Here in Africa, something unprecedented happened this week. President Hage Geingob’s declaration of assets and those of his wife are not something to be confined to Namibia only.

Geingob is the first among his peers on the continent, if not the first ever African head of state to go public about his net wealth. Even anywhere else in the world, such a move is as rare as a simile.

It is an unmatched decision, more so if one considers the fact that there is no law in the land requiring the President to declare his wealth.

Critics were at it again with foolish innuendos that the President could use proxies behind whom he can hide his other assets.

It is a narrow insinuation because if the President had something to hide, he wouldn’t in the first place go public about his riches, particularly when there is no mandatory legal pressure to do so.

The President’s bold decision should therefore be viewed in the true sense of a leader who yearns to lead a transparent administration and inspire his lieutenants to follow suit.

The first family’s declaration of assets does not in any way make Namibia a transparent country overnight, but it sets in motion a new tradition of openness in the public sector.

The challenge is now for Geingob to ensure that his spirit of transparency is felt and applied in all spheres of his government, so that the entire administration as an institution is viewed in the same manner as the first couple.

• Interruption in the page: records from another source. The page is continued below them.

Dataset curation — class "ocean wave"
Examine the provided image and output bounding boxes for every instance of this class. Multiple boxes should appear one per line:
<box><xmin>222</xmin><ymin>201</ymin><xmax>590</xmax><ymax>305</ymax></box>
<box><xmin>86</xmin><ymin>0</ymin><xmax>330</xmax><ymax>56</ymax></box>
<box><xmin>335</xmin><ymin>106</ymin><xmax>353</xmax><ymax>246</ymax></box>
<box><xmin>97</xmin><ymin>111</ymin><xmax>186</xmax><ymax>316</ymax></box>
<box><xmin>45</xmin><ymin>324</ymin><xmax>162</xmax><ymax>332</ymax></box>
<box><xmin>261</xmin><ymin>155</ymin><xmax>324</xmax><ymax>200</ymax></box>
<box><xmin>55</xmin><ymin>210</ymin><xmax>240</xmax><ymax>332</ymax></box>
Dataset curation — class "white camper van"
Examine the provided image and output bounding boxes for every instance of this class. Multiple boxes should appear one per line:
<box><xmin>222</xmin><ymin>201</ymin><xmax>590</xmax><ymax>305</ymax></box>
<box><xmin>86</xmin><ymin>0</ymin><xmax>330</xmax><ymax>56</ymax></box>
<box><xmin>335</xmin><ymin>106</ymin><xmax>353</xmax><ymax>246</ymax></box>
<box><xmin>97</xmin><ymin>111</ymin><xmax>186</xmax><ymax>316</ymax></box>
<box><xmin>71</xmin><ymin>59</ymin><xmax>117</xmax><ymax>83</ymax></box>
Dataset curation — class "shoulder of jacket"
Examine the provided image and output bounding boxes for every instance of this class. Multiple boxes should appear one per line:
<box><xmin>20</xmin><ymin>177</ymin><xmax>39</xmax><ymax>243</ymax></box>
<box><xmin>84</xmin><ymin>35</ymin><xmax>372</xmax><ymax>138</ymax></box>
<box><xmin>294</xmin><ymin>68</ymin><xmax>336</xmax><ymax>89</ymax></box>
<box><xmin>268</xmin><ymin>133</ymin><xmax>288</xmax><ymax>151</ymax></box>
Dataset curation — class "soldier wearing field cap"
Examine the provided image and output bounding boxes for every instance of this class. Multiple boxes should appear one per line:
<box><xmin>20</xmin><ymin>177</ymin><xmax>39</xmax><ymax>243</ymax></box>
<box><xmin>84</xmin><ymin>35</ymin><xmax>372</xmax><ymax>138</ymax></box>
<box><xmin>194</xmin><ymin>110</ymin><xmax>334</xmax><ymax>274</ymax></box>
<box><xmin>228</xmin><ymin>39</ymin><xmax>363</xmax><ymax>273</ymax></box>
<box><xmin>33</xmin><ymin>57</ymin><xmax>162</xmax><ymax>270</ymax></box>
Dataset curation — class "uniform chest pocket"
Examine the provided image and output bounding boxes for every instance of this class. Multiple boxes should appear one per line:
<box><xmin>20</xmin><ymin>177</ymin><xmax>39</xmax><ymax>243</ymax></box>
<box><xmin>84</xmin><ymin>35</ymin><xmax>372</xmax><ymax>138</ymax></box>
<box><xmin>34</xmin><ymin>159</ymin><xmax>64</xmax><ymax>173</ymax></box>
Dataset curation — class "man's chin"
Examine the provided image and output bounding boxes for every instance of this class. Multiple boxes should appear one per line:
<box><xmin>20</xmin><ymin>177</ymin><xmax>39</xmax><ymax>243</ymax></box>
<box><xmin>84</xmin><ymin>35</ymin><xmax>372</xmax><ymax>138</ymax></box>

Corruption has harassed this nation for decades and any slight relief will come in handy for an average citizen. It is sad, for example, that lawmakers have been violating the asset-declaration policy at will since 2009.

Professor Peter Katjavivi, the Speaker of the National Assembly, must see to it that all MPs in the House he presides over declare their assets as is required.

By so doing, Katjavivi would be helping President Geingob in tightening the system that for so long has let Namibians down. Transparency in government should not be a voluntary exercise. It must be an obligation.

In essence therefore, the declaration by the first family will serve no purpose if the remainder of people managing our resources, ministers and other high-ranking government officials, do not follow suit.

The first family’s wealth represents only a tiny fraction of the national wealth of our country. The rest of our riches lies in the hands of people other than Geingob and his wife. It is those individuals who must realise the President’s vision for the country, and dance to its tune.

We therefore implore Namibians from all walks of life to share in the dream of the President and create a winning nation, one that is built on honesty, trustworthiness and transparency. These, and others, are tenets of a nation aspiring to be the best on the face of the earth.